Mercure de France (p. 33-35).

XII

Les affaires sont les affaires.


De tous les Lieux Communs, ordinairement si respectables et si sévères, je pense que voici le plus grave, le plus auguste. C’est l’ombilic des Lieux Communs, c’est la culminante parole du siècle. Mais il faut l’entendre et cela n’est pas donné indistinctement à tous les hommes. Les poètes, par exemple, ou les artistes le comprennent mal. Ceux qu’on nomme archaïquement des héros ou même des saints n’y comprennent rien.

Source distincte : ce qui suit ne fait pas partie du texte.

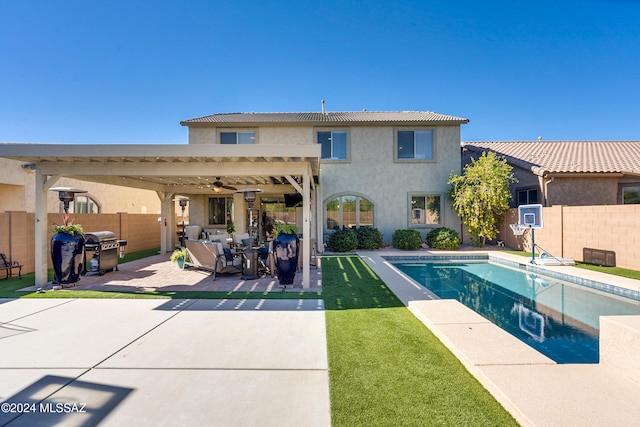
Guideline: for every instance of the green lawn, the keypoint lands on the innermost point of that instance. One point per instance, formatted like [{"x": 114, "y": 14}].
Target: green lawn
[
  {"x": 386, "y": 367},
  {"x": 615, "y": 271}
]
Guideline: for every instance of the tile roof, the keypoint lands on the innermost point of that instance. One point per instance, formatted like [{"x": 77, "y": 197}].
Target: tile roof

L’affaire du salut, les affaires spirituelles, les affaires d’honneur, les affaires d’État, les affaires civiles même, sont des affaires qui pourraient être autre chose, mais ne sont pas les Affaires qui ne peuvent être que les Affaires, sans attribution ni épithète.

Être dans les Affaires, c’est être dans l’Absolu. Un homme tout à fait d’affaires est un stylite qui ne descend jamais de sa colonne. Il ne doit avoir de pensées, de sentiments, d’yeux, d’oreilles, de nez, de goût, de tact et d’estomac que pour les Affaires. L’homme d’affaires ne connaît ni père, ni mère, ni oncle, ni tante, ni femme, ni enfants, ni beau, ni laid, ni propre, ni sale, ni chaud, ni froid, ni Dieu, ni démon. Il ignore éperdument les lettres, les arts, les sciences, les histoires, les lois. Il ne doit connaître et savoir que les Affaires.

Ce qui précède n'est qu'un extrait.